After years of operating without, clean drinking water will eventually return to Milton-Freewater’s Locust Mobile Village.
The Milton-Freewater City Council unanimously voted Tuesday to authorize a $457,000 forgivable loan from the state to connect the trailer park to the city’s water system. City Manager Linda Hall said the loan will be converted to a grant as long as the project is finished within three years of the contract being executed.
Inside the urban growth boundary but outside city limits, Locust Mobile Village has been in a protracted battle with the city to gain access to the municipal water system.
In 2015, the trailer park tried to force the city to annex the property into the system until the city lobbied the Oregon Legislature to pass a law that effectively scuttled the move.
A year later, the Oregon Health Authority found a federal grant that would have covered the city’s cost of extending water lines, with the Umatilla County Board of Commissioners agreeing to act as the fiscal agent.
But the council unanimously voted to reject extending the utility at that time, reasoning it wasn’t the best use of federal money and was unfair to other properties that had to solve utility problems on their own.
A subsequent public meeting with the representative from the Greater Eastern Oregon Regional Solutions Team to address council concerns devolved into bickering as the council criticized the park for its code enforcement issues.
In a much more mild environment, the council didn’t spend much time debating the Business Oregon grant at Monday’s meeting and none of the audience members spoke out against it.
Hall stressed the grant meant ratepayers and citizens wouldn’t have to pay for the cost of extending water to the trailer park.
Although the council unanimously authorized the grant, Councilor Brad Humbert had some parting words on the issue.

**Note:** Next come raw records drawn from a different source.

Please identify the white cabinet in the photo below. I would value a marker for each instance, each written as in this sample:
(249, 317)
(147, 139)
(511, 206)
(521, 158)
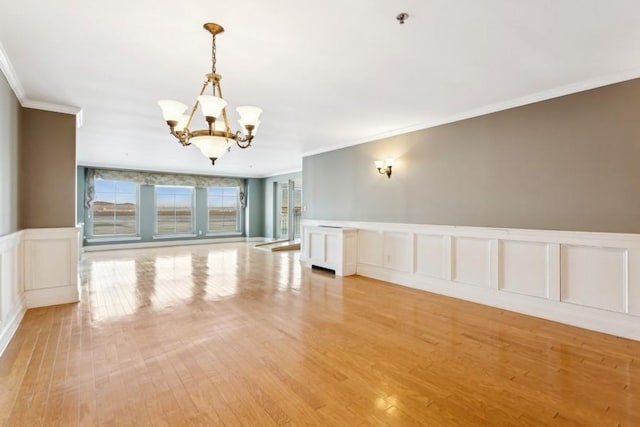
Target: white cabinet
(333, 248)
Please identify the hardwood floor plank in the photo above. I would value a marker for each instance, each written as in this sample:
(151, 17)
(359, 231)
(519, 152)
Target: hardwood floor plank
(227, 335)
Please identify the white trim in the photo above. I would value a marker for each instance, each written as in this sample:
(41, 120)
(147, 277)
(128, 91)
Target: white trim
(51, 296)
(12, 304)
(10, 73)
(10, 326)
(492, 108)
(593, 292)
(47, 106)
(571, 314)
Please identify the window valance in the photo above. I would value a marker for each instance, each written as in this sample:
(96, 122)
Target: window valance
(156, 178)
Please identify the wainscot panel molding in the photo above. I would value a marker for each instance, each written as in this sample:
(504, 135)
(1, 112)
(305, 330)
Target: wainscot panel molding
(51, 266)
(333, 248)
(589, 280)
(12, 303)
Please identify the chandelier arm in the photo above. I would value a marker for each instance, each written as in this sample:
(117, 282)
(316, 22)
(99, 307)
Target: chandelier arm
(195, 106)
(224, 110)
(240, 140)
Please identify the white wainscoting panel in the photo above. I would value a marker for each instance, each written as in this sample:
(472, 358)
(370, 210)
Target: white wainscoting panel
(12, 305)
(634, 281)
(524, 268)
(595, 277)
(472, 261)
(370, 247)
(330, 247)
(51, 266)
(590, 280)
(398, 251)
(431, 257)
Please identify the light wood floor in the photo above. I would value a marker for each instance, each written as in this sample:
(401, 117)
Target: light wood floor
(230, 335)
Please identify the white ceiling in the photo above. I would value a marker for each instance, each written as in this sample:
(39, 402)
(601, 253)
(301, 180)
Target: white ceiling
(327, 74)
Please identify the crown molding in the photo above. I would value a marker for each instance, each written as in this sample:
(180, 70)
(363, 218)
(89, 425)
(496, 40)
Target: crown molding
(493, 108)
(9, 72)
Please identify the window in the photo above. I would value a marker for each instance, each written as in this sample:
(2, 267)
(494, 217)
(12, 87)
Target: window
(223, 204)
(174, 209)
(115, 208)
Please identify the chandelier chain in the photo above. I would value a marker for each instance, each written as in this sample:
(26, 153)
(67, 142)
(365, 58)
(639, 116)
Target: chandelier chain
(213, 55)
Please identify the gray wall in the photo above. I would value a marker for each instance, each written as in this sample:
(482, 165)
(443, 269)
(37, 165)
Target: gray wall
(570, 163)
(254, 226)
(47, 169)
(269, 200)
(9, 136)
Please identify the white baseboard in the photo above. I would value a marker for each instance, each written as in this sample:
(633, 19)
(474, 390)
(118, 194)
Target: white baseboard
(10, 325)
(51, 296)
(583, 317)
(589, 280)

“I just want to thank Linda and staff for not folding or buckling to the county commissioners when they didn’t stand up for the city,” he said. “And not buckling to the state (for) the disaster that no one will enforce their code over. It’s not in the city limits. It’s not necessarily our problem, but we seem to have to clean up others’ messes.”
The council also approved a $34 million budget for the 2018-2019 fiscal year. Balancing the budget required a few corresponding moves, including:
• The council agreed to raise golf course rates 3 percent, but exempted student daily greens fees, student punch cards, golf cart barn rentals and season passes from the increase. The council also had the option of instituting an across-the-board rate increase, but the Milton-Freewater Golf Board recommended the more targeted raise.
The council voted 4-1 to raise the rates, with Humbert voting against.
Humbert said the golf course does a lot of good for the community through charity golf tournaments, but continual rate increases could eventually decrease patronage from out-of-town golfers.
• The council unanimously voted to increase electrical rates 3 percent and raise the service availability fee for commercial and industrial customers.
Electric superintendent Rick Rambo reported the 3 percent rate increase was necessitated by the city’s power supplier, Bonneville Power Administration, raising its rates 5 percent in October.
Hall said the 3 percent rate increase was a requirement of balancing the budget, but the council had more “wiggle room” in the availability fees.
Currently $15 for both commercial and industrial, staff recommended raising the commercial fee to $25 and the industrial fee to $50.
Concerned by the large jumps in price, Councilor Verl Pressnall suggested raising commercial to $20 and industrial to $30.
The council incorporated Pressnall’s recommendation into the motion and unanimously passed the fee increases.